It is an identifier, or at least the IEEE tries fairly hard to make it
one.  It's just not an identifier that's guaranteed to be bound to
anything useful to DHCP, and especially not to the client as a whole.

Note that one reason you can't use a MAC address as an identifier _at
the protocol layer_ is because some clients will end up using the same
MAC address on multiple interfaces.  For example, until only a few years
ago, Sun boxes had a single MAC address for the entire machine, and used
that address for every interface.


> > My understanding of the proposal is that the MAC address is *added* to the request
> > as an option, so we would have both the DUID and the MAC, thus allowing us to
> > identify both the device and the interface, which is good IMO.
> 
> In principle there's nothing incorrect about this statement, but in
>  practice there is no protocol need to identify the interface.

True -- the _protocol_ has no such need.  But that doesn't change
whether the hardware address is in fact an identifier.



More importantly, the question of whether this is an "identifier" or not
is a pointless distraction from the original question, which was about
_which interface's_ hardware address the option is expected to contain.

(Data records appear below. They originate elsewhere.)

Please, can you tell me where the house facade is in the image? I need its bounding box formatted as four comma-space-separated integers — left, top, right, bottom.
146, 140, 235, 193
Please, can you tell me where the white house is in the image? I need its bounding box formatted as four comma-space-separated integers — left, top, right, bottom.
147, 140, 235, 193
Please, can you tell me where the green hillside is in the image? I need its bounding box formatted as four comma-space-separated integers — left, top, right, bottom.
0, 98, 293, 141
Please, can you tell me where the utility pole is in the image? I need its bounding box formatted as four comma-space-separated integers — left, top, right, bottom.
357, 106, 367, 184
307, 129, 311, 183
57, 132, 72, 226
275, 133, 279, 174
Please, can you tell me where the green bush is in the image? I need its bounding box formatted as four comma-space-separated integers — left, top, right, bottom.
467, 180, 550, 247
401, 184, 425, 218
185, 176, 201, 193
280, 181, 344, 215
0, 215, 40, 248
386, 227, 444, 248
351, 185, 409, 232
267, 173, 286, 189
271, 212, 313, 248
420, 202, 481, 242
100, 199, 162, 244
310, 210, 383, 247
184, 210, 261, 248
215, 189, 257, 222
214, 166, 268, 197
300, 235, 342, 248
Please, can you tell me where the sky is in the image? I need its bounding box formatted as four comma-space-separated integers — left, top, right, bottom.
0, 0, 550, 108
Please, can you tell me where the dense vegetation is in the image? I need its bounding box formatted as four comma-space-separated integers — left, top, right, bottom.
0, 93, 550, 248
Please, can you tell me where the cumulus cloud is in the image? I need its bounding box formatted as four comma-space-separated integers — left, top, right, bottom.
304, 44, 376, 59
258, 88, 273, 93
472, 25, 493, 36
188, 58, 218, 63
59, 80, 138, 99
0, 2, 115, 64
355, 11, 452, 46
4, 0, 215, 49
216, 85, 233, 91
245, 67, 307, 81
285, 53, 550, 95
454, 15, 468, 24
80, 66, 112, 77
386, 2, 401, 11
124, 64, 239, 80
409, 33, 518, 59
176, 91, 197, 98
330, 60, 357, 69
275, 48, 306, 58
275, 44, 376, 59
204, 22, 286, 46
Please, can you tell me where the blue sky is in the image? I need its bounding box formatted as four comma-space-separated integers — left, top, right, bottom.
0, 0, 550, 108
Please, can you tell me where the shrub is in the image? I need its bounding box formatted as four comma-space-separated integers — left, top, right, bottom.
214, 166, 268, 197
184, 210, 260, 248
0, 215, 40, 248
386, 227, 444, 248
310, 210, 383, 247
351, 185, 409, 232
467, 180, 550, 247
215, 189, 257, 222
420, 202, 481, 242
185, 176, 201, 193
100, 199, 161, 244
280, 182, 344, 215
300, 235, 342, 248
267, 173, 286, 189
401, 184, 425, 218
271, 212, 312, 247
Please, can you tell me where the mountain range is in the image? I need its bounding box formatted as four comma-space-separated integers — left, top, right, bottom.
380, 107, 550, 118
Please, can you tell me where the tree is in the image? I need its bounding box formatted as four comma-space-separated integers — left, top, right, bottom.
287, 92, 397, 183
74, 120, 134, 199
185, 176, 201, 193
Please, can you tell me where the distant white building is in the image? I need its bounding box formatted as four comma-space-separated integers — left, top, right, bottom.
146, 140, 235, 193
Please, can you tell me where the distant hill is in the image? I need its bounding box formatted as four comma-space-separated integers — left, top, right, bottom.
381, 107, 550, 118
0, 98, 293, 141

> It's possible that you might want to use DHCP to allocate an address
>  for a tunnel endpoint, but in that case there is no physical
>  interface, and the MAC address that the relay agent will add to the
>  packet will be the address of the physical interface, not the tunnel,
>  which has no MAC address.   So this is another reason not to call this
>  an "interface identifier."   It's the MAC address of the interface out
>  which the DHCP packet was sent.


In fact, it sounds like it's exactly the source MAC address of the
packet as it was received by the relay agent.